Later in the evening there would be the party, and in this particular case the party was called ‘Back to School’ and everyone was dressed up as school kids in school uniforms and it was just amazing how many 30 and 40 something ladies suddenly started looking like Mattayom 6 students again… Can you imagine if the western ladies back home tried to achieve a similar result? At best they would probably all look like a bus load of fat old hookers and dinner ladies from the local comprehensive school. The night also had some interesting girls in red as the night’s entertainment dance and singing troupe and some of their moves had me wondering which bar they practised in. On this particular occasion we all had a great old time and it was fun to see how the office enjoyed having their parties.

But I quickly started to tire of the Thai night outs and on my fourth such trip it was becoming very much same old same old, with dancing girls and Karaoke being the order of the day so I decided to give it all up as I was getting bored but what finally killed it for me was when an event happened between me and the senior boss of the company that had loyalties split and made him lose some serious face.
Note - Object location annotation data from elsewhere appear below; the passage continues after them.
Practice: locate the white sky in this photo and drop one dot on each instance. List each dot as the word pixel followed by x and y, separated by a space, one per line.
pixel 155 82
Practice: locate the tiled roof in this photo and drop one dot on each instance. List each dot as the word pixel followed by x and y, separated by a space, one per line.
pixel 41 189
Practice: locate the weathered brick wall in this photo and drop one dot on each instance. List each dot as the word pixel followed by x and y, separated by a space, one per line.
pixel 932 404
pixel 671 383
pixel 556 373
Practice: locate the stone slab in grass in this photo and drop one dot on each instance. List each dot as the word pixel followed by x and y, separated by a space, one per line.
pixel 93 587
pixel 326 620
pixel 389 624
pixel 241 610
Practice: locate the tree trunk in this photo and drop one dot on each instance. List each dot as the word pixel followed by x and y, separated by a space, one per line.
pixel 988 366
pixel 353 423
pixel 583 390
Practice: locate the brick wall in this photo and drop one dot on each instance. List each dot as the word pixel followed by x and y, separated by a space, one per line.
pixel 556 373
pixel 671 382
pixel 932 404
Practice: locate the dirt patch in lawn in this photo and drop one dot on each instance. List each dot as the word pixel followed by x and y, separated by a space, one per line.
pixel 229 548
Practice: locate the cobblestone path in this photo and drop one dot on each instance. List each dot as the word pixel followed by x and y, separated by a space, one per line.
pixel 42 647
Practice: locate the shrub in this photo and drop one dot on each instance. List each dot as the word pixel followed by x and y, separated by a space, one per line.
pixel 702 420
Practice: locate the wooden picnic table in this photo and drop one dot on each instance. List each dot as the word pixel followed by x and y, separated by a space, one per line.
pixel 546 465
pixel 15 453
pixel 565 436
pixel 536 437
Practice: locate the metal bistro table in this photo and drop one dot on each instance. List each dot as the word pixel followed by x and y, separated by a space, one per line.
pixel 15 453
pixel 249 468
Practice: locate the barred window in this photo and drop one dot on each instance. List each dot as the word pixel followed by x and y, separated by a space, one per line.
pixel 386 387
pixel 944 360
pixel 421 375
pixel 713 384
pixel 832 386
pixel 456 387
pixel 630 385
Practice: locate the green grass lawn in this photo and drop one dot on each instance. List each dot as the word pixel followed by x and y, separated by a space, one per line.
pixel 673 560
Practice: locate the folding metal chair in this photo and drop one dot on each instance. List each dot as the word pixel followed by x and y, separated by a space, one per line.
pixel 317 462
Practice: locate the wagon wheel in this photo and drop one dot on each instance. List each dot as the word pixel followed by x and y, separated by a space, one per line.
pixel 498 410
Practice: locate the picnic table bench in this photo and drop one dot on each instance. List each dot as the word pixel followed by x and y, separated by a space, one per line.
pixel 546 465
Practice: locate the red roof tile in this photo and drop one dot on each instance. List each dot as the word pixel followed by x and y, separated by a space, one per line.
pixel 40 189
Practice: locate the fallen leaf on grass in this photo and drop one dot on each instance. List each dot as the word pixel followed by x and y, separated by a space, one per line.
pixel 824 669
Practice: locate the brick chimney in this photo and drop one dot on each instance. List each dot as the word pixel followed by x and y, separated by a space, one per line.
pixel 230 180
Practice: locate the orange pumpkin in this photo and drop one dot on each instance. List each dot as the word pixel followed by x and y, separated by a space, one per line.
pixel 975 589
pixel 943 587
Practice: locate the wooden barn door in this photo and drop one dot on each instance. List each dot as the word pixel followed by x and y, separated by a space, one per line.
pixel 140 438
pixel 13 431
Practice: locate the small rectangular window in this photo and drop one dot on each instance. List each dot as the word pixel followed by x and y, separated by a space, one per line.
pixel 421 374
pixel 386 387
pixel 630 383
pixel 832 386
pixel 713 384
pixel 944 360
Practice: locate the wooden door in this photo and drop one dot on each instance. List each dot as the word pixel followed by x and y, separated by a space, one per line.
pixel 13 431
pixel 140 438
We were all in Rayong and for some odd reason we ended up in what I can best describe as a derelict housing estate that was now being used as some sort of Butlins holiday home. Worst of all, unlike other events where me and the wife had our own hotel room, on this occasion they wanted us all to share a house together, sleeping in communal rooms and sharing bathrooms and I am talking about 15 to 20 people per house here. I was not impressed and told the wife I wasn’t sharing a room with anyone, least of all a bunch of Thais that I didn’t really know that well. So we got elevated to senior status and secured a room to ourselves but that put the wife into an awkward position because behind the scenes many people where frowning about it. Tough shit was my answer. Anyway, the fun and games went on as normal during the day with the Thais using some of the derelict shell houses as a place for hide and seek and as some kind of treasure hunt. It was ok but I don’t think even the Thais were that impressed at the venue. Later that night, the wife and I were the last to leave the communal house and when we got to the night’s entertainment area, there was a very long communal table with all the Thais sitting along it merrily tucking away into the food, so we arrived and went looking for our places at the table… but of course there weren’t any, so I just shrugged my shoulders, and went for a walk down to the beach area and looked out towards the setting sun whilst keeping an eye on what if anything was going to be done about it.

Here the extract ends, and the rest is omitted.